April 1, 2025

Events

Psychological Safety in Practice: Reflections from Connecting the Dots

Anders Instebø

Another Connecting the Dots session. Another room that did something real.

This time, the focus was psychological safety. One of those concepts that's everywhere in leadership conversations and frustratingly absent in most actual team cultures.

Our facilitators, Irene Grastveit, Annie Hjelmervik, and Anders Instebø, guided participants through something more than a workshop. It was a practice session. A space where the theory had to be tested in the room itself.

From concept to practice

The session opened with a simple question: what does it actually mean to feel safe in a team? Not safe from criticism. Safe to offer a half-formed idea, ask a basic question, or disagree with the person in the room who has the most authority.

That distinction matters. Psychological safety isn't about comfort. It's about trust. About knowing that taking a risk won't cost you your standing in the group. Participants reflected honestly on their own experience of that, and many found it more complicated than they'd expected.

What the exercises surfaced

The interactive elements pushed people to move from reflection into action. Recognising our own need for safety. Practising deep empathy with others in the room. Trying, in small ways, to model the kind of environment they wanted to belong to.
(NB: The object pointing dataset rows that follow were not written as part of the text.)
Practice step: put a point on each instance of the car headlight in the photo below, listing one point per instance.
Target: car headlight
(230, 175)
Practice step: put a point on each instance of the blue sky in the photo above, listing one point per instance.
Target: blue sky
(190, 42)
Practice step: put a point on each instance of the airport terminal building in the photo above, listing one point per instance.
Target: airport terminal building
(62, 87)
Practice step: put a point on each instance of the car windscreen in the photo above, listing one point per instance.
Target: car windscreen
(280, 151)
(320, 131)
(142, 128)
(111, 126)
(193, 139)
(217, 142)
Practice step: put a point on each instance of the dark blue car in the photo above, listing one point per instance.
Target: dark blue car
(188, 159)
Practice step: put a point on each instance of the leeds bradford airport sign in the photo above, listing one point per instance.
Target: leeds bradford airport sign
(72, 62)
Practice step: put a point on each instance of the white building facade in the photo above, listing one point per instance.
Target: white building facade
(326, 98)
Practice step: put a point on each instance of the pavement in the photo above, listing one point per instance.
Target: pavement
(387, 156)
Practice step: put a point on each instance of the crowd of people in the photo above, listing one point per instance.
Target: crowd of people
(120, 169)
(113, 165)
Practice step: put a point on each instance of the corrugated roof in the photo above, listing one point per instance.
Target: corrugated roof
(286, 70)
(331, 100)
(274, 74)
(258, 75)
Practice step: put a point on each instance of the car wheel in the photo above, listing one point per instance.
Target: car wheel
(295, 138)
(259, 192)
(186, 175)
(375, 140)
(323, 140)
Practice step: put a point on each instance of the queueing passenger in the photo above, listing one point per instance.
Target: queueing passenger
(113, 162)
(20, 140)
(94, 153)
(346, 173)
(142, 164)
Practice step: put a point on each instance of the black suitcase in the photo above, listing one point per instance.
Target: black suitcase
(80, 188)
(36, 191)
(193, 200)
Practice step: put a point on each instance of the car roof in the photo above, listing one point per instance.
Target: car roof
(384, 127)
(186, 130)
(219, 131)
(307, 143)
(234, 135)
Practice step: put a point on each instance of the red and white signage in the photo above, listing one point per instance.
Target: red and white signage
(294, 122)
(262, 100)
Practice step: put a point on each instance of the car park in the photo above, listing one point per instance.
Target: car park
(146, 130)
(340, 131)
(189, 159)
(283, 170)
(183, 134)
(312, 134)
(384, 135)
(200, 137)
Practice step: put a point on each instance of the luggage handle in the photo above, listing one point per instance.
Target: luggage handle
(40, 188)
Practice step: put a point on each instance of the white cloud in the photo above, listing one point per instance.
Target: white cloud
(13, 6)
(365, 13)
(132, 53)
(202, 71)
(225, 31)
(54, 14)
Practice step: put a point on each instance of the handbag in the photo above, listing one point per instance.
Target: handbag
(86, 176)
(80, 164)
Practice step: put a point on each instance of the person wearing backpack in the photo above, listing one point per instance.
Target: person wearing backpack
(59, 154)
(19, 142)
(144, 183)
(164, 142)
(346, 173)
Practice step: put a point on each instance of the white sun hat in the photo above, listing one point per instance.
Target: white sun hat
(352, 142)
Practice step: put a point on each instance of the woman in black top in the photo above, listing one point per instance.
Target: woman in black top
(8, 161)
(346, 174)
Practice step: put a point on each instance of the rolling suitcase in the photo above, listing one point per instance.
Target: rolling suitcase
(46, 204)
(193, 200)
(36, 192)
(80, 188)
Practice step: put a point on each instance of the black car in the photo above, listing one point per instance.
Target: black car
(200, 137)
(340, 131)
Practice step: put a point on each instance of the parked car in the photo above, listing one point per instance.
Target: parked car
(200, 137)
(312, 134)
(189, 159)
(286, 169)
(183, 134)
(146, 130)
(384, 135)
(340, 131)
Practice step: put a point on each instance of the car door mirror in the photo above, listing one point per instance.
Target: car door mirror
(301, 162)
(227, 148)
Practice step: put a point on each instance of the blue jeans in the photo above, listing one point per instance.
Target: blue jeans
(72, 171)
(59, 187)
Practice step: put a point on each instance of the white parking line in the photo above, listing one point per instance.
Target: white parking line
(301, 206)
What struck us was how quickly real connections formed. People who'd arrived as strangers or professional acquaintances found themselves in genuinely honest exchanges. That's what a well-designed session can do, when the facilitation creates the right conditions.

The question we're still sitting with

What does it take to build psychological safety in a team that doesn't naturally have it?

Not a one-day answer. But a great question to leave a room with.

We're grateful to everyone who showed up with openness, and to Rune Todnem By, Solveig Wiik, and all the participants who brought such thoughtful energy.